The lawsuit asks a judge to order the Government Accountability Board to look for and eliminate duplicative signatures, obviously fake names such as Mickey Mouse, and signatures with clearly illegible signatures. The board argues that state law places the burden of challenging those signatures on the office holder being targeted for recall.
Allowing multiple signatures is a violation of the equal protection clause of the U.S. Constitution because it harms the rights of those not signing, the lawsuit argues.
"The decision of one individual who chooses to sign a recall petition should not carry more weight than the decision of another who chooses not to sign," said Stephan Thompson, executive director of the Republican Party of Wisconsin. "This lawsuit seeks to protect the Wisconsin electors whose voices have been trumped by those purposefully signing multiple petitions."
Board director Kevin Kennedy defended the review process, noting it has been used for two decades.
"The plaintiffs are challenging the rules that have been established by statutes and administrative code, and which have been in place since the late 1980s," he said. "Since then, these rules have been used in every state and local recall petition effort against incumbents of both parties."
Kennedy said in a memo released on Wednesday that doing a more detailed review to toss duplicate and fake signatures would require a change in the law and more resources to the board.
The lawsuit comes on the same day that petition circulators said they had collected 507,000 signatures in one month to force a recall election against Walker.
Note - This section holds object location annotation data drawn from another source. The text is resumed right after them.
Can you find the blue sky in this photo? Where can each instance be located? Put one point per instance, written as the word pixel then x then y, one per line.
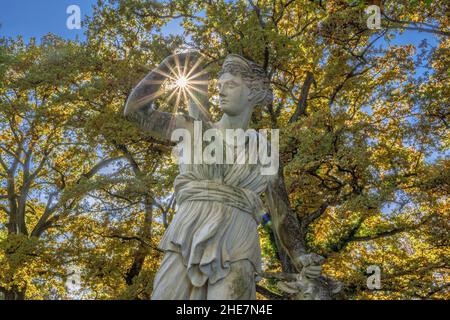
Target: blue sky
pixel 36 18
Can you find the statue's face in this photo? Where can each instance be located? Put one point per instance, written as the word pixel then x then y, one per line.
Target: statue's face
pixel 233 94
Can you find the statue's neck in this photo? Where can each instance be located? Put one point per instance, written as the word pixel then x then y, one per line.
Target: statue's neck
pixel 235 122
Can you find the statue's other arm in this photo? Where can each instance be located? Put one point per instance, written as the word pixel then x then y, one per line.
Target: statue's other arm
pixel 138 107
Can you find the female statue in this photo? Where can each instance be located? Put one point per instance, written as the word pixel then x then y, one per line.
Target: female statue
pixel 212 246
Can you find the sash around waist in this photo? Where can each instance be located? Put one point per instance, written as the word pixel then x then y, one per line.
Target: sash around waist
pixel 209 190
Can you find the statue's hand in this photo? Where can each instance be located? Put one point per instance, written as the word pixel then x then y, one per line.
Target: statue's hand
pixel 309 264
pixel 188 59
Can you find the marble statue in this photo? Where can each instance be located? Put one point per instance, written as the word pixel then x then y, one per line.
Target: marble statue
pixel 211 247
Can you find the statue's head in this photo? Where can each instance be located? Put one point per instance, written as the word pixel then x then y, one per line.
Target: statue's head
pixel 243 84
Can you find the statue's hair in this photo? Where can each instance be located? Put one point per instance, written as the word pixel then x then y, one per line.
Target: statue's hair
pixel 253 75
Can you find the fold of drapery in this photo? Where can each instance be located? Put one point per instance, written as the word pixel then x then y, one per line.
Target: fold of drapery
pixel 210 236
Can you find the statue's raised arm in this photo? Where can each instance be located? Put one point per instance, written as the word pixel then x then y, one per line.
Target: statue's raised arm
pixel 188 80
They need 540,208 by Jan. 17.
The GAB has been under fire for saying state law places the burden on challengers to contest multiple or problematic signatures, not the board. Its procedure for reviewing the signatures is to check only for a signature, a Wisconsin address and a proper date that falls within the signature collection period.
Board director Kevin Kennedy released a detailed statement on Wednesday explaining the board's process for reviewing the signatures. It came after a Tuesday board meeting in which staff said signatures of Mickey Mouse or Adolf Hitler would not be automatically struck as long as they are properly dated and have a Wisconsin address.
"Wisconsin law requires the GAB to presume that petition signatures are valid, which means that the staff cannot automatically strike names that might appear to be fake," Kennedy said in that statement. "That level of review would require a change in law as well as much greater resources than are available or practical."
He noted that in the review of about 215,000 signatures on recall petitions this summer targeting nine state senators, only a handful were dismissed because they were made up or belonged to dead people. The dismissals came after the names were challenged by those targeted for recalls.